Wearable cameras have recently taken center stage as a silver bullet for mediating law enforcement officer’s (LEO’s) operations in the field. Demand for cameras has reached a fever pitch coinciding with media coverage surrounding events like the Ferguson, MO protests.
Back-end File Management- This is vital to the usefulness, security and availability of a digital evidence management system. Look for a backend software system that can import multiple file types and even integrate with your existing evidence management software. You’ll want basic features like user defined rights so users can only see what they need to see, e.g. their own video and not that of other officers. You’ll likely want command staff to have different access than officers. Search functions should be intuitive and quick.
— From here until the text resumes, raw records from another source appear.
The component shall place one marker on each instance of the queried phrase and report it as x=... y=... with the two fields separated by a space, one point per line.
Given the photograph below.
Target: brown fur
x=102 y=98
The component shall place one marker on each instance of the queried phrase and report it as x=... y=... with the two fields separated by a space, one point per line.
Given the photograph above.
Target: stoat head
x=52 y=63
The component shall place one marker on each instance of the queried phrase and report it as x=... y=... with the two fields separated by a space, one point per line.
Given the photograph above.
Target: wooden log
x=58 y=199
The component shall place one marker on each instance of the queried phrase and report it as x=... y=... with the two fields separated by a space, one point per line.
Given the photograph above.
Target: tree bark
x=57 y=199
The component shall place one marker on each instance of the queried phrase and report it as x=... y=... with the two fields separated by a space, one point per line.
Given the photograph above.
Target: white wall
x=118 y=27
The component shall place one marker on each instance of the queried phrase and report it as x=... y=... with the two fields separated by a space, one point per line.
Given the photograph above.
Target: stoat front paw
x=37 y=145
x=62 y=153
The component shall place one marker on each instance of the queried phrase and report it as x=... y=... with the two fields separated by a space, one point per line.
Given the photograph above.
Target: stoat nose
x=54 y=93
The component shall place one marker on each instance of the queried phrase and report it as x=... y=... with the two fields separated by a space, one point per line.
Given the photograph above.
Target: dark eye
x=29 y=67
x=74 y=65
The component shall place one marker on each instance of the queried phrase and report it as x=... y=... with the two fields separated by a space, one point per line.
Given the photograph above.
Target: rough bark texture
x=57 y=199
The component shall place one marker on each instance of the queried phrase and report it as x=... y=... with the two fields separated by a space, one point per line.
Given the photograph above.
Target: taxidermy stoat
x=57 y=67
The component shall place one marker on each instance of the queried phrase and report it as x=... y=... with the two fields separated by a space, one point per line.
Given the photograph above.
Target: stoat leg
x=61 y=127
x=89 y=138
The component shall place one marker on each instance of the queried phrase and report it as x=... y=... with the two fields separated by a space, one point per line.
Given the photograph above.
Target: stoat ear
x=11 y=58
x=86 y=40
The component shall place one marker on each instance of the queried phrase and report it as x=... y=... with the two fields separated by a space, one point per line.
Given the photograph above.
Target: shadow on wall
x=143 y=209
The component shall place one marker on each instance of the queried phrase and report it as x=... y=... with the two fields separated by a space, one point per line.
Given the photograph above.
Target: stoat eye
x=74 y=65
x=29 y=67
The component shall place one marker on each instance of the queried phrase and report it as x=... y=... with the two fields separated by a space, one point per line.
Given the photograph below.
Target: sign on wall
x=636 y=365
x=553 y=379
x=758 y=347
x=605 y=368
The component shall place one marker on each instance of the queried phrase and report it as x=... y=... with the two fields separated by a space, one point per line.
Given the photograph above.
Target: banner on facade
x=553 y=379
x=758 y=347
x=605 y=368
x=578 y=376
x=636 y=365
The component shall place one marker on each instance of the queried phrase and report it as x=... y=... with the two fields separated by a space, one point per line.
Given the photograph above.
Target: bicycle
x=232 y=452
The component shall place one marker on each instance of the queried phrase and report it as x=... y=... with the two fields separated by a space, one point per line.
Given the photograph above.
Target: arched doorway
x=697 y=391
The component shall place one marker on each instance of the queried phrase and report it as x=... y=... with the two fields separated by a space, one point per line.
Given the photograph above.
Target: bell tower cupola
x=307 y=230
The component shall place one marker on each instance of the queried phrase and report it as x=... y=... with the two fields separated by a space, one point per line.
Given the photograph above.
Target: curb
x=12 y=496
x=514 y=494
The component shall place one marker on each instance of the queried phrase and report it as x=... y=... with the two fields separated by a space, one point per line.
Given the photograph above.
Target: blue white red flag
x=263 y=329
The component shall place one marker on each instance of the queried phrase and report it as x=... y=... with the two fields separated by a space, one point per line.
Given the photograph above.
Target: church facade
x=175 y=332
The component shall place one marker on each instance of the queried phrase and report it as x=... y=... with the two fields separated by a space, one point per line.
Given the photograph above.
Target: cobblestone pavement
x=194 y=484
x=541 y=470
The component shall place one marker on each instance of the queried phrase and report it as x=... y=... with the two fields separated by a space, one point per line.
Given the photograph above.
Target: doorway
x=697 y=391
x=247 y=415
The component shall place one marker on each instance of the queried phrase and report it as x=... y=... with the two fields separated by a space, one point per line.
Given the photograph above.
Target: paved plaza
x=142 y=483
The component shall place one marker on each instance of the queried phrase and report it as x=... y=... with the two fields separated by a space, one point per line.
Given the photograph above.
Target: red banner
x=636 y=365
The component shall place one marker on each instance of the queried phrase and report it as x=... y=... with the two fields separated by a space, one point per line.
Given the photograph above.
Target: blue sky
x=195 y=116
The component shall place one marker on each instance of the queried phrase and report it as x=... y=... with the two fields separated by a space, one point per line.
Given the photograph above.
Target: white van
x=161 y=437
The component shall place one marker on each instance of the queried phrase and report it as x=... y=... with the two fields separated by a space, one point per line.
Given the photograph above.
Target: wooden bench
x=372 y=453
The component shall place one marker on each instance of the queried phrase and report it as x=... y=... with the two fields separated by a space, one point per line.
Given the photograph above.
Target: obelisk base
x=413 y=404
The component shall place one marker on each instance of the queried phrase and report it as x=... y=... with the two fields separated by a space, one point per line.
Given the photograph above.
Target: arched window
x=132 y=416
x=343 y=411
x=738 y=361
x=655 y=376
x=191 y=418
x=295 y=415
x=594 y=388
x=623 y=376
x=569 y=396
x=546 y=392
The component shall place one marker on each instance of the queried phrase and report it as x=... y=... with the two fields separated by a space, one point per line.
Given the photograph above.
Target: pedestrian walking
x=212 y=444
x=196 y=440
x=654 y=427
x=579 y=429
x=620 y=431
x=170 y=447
The Fine Print- There are many details to consider when evaluating wearable digital evidence systems available today. The system should be designed to perform consistently in the background allowing the officer to predict its behavior while focusing on the job at hand. Proper attention to detail can be the difference between an effective system that increases officer safety and effectiveness in the field versus equipment that sits on the shelf unused.
Things to Keep in Mind-
- Most body-worn cameras are manually activated. Most cannot automatically begin a recording like many in-vehicle video systems. Will officers manually start a recording when it counts?
- Similarly, many body-worn cameras can be turned off manually by accident or intentionally, failing to record vital evidence.
- The more buttons, the more complexity
- Most body-worn cameras are not able to integrate with in-vehicle video recording systems. Of those that are, capabilities vary greatly.
- Security standards vary. File formats can be standardized or proprietary, secure or open. Video recording media can be removable.
- Video can be offloaded via wire or wirelessly. These protocols can be secure or open to varying degrees.
- Most body-worn cameras do not have GPS to capture recording location.
- Some cameras can live-stream video in different ways.
- Battery life of the camera is often less than a full shift.
- Resolution and frame rates vary.
- Some cameras offer speech recognition for hands-free operation.
- Some cameras allow for viewing recorded video on the device itself. Others must sync with or download to a mobile device first to be viewed there.
- Some cameras offer no visibility of the video until it’s ingested into the back-end management software.